Meta (Llama 3, 2024): Training on 16,384 H100 GPUs over 54 days produced 419 unexpected failures – roughly one every three hours. 78% were attributed to hardware degradation. The team achieved greater than 90% effective training time, but only through unprecedented custom tooling, rapid checkpoint recovery, and constant manual oversight. Most organizations cannot replicate this.

ByteDance (ByteRobust, 2025): Hardware failure approximately every 2.78 hours on 16,000 GPUs. 38,236 explicit failures plus 5,948 implicit failures across 778,135 jobs over three months.

Projected at scale (Epoch AI): At 100,000 GPUs, one failure every 30 minutes. At 1,000,000 GPUs, one failure every 3 minutes.

Why nobody detects them

Fail-slow events are the worst kind of failure. The training job continues to make progress. The GPU reports healthy utilization. The process does not crash. No watchdog fires. No alert triggers.

The standard detection mechanism – NCCL’s built-in watchdog – has a default timeout of 30 minutes. It is designed to catch fail-stop events (total crashes), not fail-slow events (gradual degradation). A GPU that is 40% slower will never trigger a 30-minute timeout. It will just make the entire cluster 40% slower, silently, for the duration of the run.

nvidia-smi will show that GPU at 100% utilization. Because it is 100% utilized – it is executing the work it receives. The problem is that it takes longer to execute, and every other GPU waits for it at every synchronization barrier.

What causes them

Fail-slows are not exotic failures. They are ordinary infrastructure events that happen to affect a single node more than others:

Thermal throttling – one GPU hits 83C, clocks down from 1755 MHz to 345 MHz. The rest of the cluster is at 75C. Onset: under 10 seconds. Duration: entire training run. No error, no alert. Just 25-50% slower on that one node.
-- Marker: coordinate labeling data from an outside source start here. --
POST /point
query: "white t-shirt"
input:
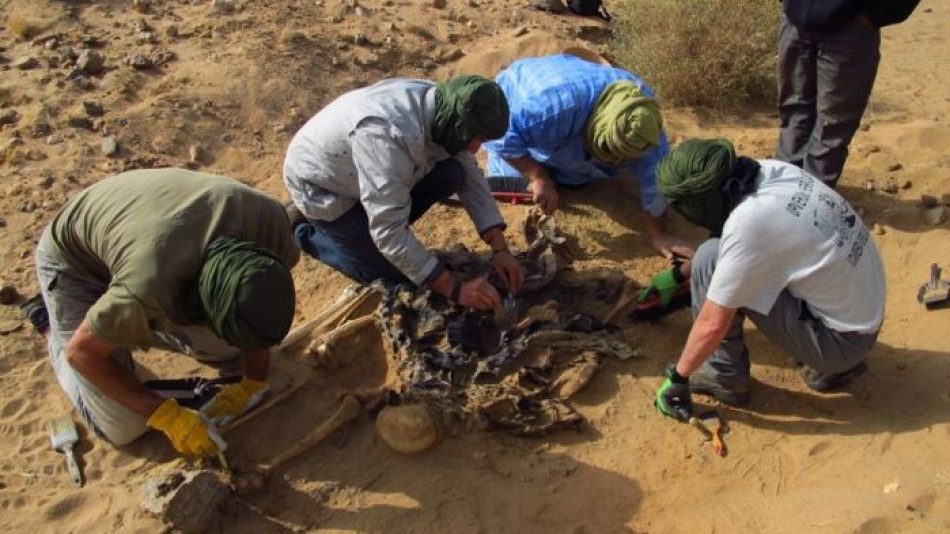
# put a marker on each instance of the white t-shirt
(796, 233)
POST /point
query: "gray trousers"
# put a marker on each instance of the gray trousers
(824, 82)
(68, 295)
(789, 324)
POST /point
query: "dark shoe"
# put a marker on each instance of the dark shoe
(704, 384)
(35, 311)
(824, 382)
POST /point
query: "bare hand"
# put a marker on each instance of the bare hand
(509, 270)
(671, 246)
(544, 193)
(479, 294)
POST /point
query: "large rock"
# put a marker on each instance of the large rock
(186, 501)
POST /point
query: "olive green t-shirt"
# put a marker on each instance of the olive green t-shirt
(143, 234)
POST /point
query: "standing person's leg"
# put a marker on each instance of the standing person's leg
(847, 66)
(797, 90)
(830, 358)
(725, 375)
(345, 243)
(68, 296)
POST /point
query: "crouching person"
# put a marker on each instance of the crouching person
(194, 263)
(787, 252)
(370, 164)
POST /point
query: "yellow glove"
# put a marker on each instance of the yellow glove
(188, 431)
(234, 400)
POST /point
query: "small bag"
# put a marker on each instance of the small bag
(589, 8)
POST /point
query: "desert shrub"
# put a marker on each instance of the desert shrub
(715, 53)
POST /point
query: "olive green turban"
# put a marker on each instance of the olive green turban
(466, 106)
(624, 124)
(247, 294)
(691, 178)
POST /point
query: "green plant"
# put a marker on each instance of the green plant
(715, 53)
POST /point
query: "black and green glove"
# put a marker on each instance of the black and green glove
(673, 398)
(663, 285)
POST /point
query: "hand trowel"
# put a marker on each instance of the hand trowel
(62, 436)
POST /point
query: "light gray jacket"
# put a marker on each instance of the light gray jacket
(372, 146)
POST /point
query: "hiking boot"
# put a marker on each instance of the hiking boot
(705, 384)
(35, 311)
(824, 382)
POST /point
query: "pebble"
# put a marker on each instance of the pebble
(928, 201)
(90, 62)
(93, 109)
(8, 116)
(79, 122)
(8, 294)
(935, 216)
(109, 146)
(139, 62)
(26, 63)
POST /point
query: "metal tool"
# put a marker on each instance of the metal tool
(936, 290)
(62, 436)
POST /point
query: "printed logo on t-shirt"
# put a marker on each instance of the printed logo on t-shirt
(832, 216)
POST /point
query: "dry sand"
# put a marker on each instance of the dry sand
(872, 459)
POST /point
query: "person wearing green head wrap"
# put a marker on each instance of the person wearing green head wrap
(575, 121)
(788, 253)
(364, 169)
(178, 260)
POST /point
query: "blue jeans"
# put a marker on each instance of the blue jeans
(346, 244)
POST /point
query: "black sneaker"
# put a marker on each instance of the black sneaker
(705, 384)
(35, 311)
(824, 382)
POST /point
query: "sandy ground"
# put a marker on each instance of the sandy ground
(872, 459)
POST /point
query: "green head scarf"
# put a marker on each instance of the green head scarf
(466, 106)
(247, 294)
(691, 178)
(624, 124)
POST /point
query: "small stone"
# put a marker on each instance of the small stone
(8, 294)
(110, 146)
(90, 62)
(79, 122)
(935, 216)
(8, 116)
(139, 62)
(93, 109)
(26, 63)
(222, 6)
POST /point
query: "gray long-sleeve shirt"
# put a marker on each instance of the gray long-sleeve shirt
(372, 146)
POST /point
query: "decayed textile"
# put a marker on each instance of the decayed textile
(511, 371)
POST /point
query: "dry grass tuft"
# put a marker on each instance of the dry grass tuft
(714, 53)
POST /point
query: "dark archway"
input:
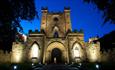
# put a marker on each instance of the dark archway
(56, 56)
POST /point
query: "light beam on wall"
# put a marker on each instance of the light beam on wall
(34, 51)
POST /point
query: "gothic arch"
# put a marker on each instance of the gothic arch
(35, 51)
(59, 46)
(76, 51)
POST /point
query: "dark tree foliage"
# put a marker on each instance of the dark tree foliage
(108, 8)
(11, 12)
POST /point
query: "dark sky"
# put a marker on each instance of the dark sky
(83, 16)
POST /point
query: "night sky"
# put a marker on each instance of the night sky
(83, 16)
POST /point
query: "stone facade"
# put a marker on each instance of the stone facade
(55, 42)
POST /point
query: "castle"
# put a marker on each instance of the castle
(55, 42)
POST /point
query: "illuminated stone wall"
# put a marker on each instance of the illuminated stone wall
(5, 57)
(93, 52)
(17, 52)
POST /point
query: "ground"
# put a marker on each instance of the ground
(79, 66)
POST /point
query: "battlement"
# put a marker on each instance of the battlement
(45, 10)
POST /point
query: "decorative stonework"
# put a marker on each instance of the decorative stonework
(70, 44)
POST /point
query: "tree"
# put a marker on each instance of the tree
(11, 12)
(108, 8)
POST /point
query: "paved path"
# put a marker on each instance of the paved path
(55, 67)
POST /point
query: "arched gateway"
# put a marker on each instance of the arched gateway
(56, 53)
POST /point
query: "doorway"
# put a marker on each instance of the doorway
(56, 56)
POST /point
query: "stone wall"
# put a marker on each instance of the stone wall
(5, 57)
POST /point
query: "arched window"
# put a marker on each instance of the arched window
(35, 51)
(76, 50)
(56, 34)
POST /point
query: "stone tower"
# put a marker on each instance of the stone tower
(55, 22)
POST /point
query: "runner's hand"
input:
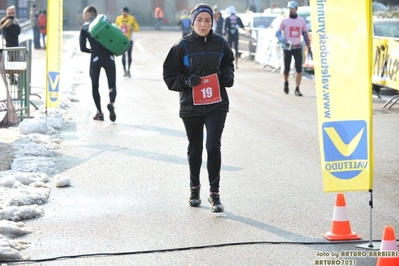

CPU contention – a background process (apt-daily, logrotate, a monitoring agent) steals CPU cycles from the DataLoader on one node. The GPU is starved of data. Onset: immediate. Duration: until the process finishes. This is the root cause we see most frequently in our investigations.

NUMA misalignment – GPU 0 is on NUMA node 0 but its CPU affinity is set to NUMA node 1 cores. Every memory access crosses the NUMA boundary. 10-30% slower, permanently, from job start.

Network asymmetry – one InfiniBand link runs at half bandwidth (firmware bug, bad cable, transceiver degradation). NCCL AllReduce on that rank takes twice as long. Every other rank waits.

ECC memory degradation – correctable ECC errors consume memory bandwidth. A few per day is normal. Hundreds per hour signals HBM degradation. The GPU still functions, but 5-15% slower. No error is logged.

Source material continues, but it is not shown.